Francis Whitton, Norwell
A Stunning George III Longcase Clock by Francis Whitton c.1740.
The case is made from the finest English oak, the long trunk door typical of the period still retains its original engraved H hinges and escutcheon. The hood door still with its original glass has integral pillars and gilded capitals, above is a beautifully carved blind fret. The trunk door has its original gilded Bullseye lenticle to view the swinging brass bob pendulum. The casework is typical of central England.
The movement is also typical of early provincial clockmaking with some unusual features, for example the very crude way of fixing the chapter ring to the dial with two strips of iron bent into a gentle curve more reminiscent of blacksmiths work almost, but in keeping with an early village clockmaker. Improvising to overcome the problems of fixing his chapter ring to the dial he had just made. Francis made a brass plated movement with a single hand, finely turned, knopped and ringed pillars, a cut out of the bottom of the plates (probably to save on brass which at the time that this clock was made was around seven times more expensive as iron!) It is of thirty hour duration and strikes the hours on a large bell.

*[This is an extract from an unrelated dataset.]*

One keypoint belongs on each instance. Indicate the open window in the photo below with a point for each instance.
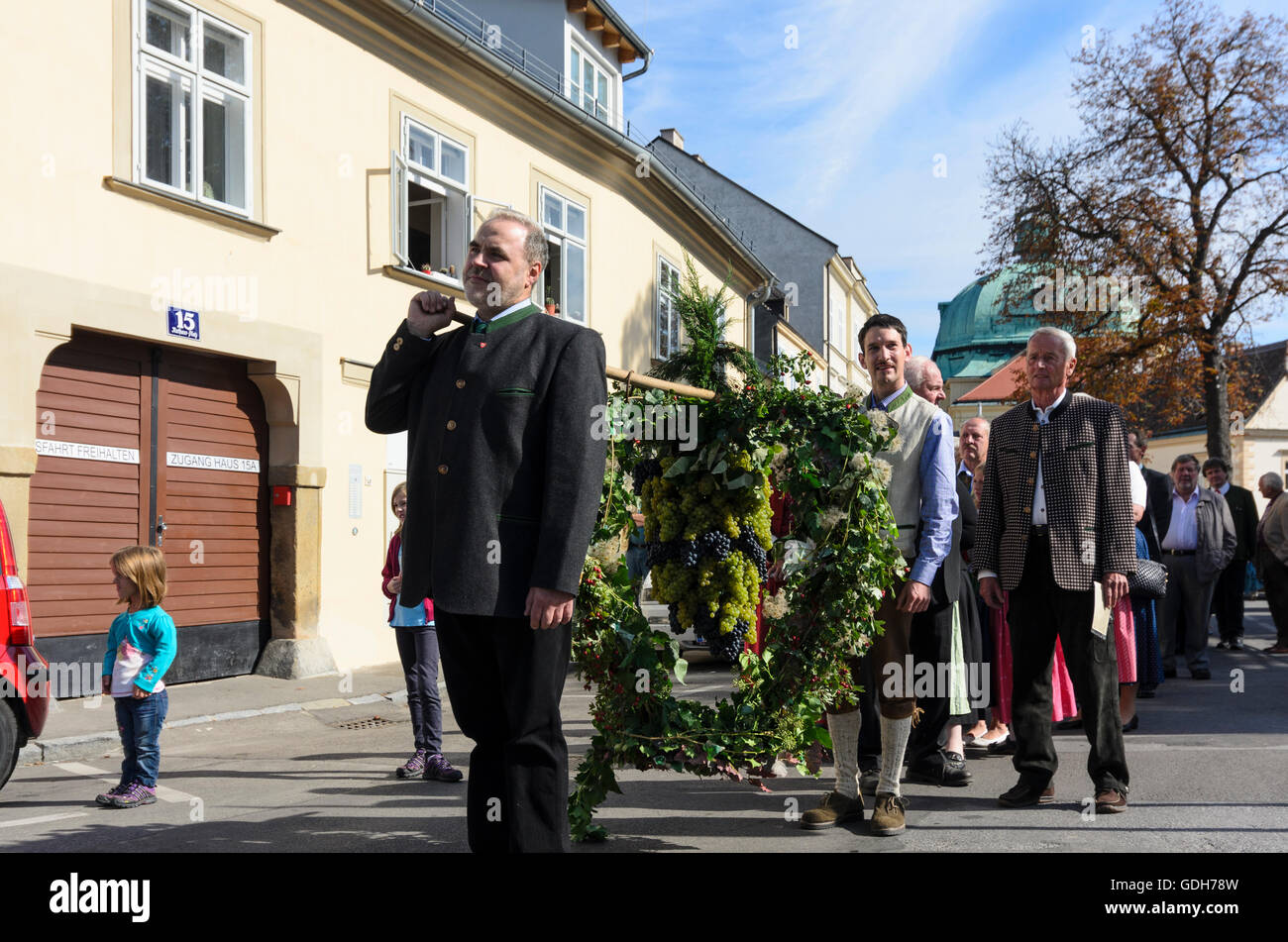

The dial is interesting in that the scrape marks can still quite clearly be seen in the brass plate (scraping was the method used to level the brass sheet) quite clearly Francis made everything by his own hand, even the engraving of his own name (compare this to the engraved names on most clocks which were more usually done by a professional engraver) is very crudely done but shows a rustic charm. The clock retains its original lead weight, pendulum and single hand.
This is an incredibly original example of an early provincial Longcase clock, totally unchanged since the day it was made in Nottinghamshire.
Francis Whitton is recorded in Brian Loomes ‘Watchmakers and Clockmakers of the World’ as working in Norwell, Nottinghamshire in 1740.